Charles Davenport died before the end of
World War II (he passed away in February 1944), so he didn’t live to see
the final dismantling of his dream, as the discriminatory laws he’d
supported were rolled back starting in the 1950s. In all honesty, the
eugenics leader was a pitiable man. Nervous and completely lacking in
empathy, he was so sensitive to criticism that he retreated into a shell
of moody silence when anyone attacked his work. His habit of dressing
in white as a symbol of racial purity was a disturbing characteristic.

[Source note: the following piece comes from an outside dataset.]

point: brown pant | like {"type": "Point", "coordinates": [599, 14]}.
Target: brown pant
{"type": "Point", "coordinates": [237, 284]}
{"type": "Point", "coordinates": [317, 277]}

But the saddest thing about Charles Davenport is that such an
intelligent human being would turn his mind to such an ignoble purpose.
If Davenport hadn’t become embroiled in the lunacy of eugenics, he would
be remembered for his legitimate academic accomplishments. As it is,
any good he did has been interred with his bones.
Today, the
old-fashioned expression of positive eugenics—matchmaking—still
flourishes, although now it’s moved online. Meanwhile, more complicated
issues regarding genetics—genetic engineering, cloning, biotechnology,
gene therapy—have replaced eugenics as topics of public interest. And
while we can celebrate the fact that the bigoted, immoral pseudoscience
of eugenics has been consigned to history’s junk heap, regrettably the
white supremacist attitude that shaped much of Charles Davenport’s
career lives on in the beliefs of diehard social Darwinists—an outlook
as persistent as a noxious weed, a kudzu of the mind.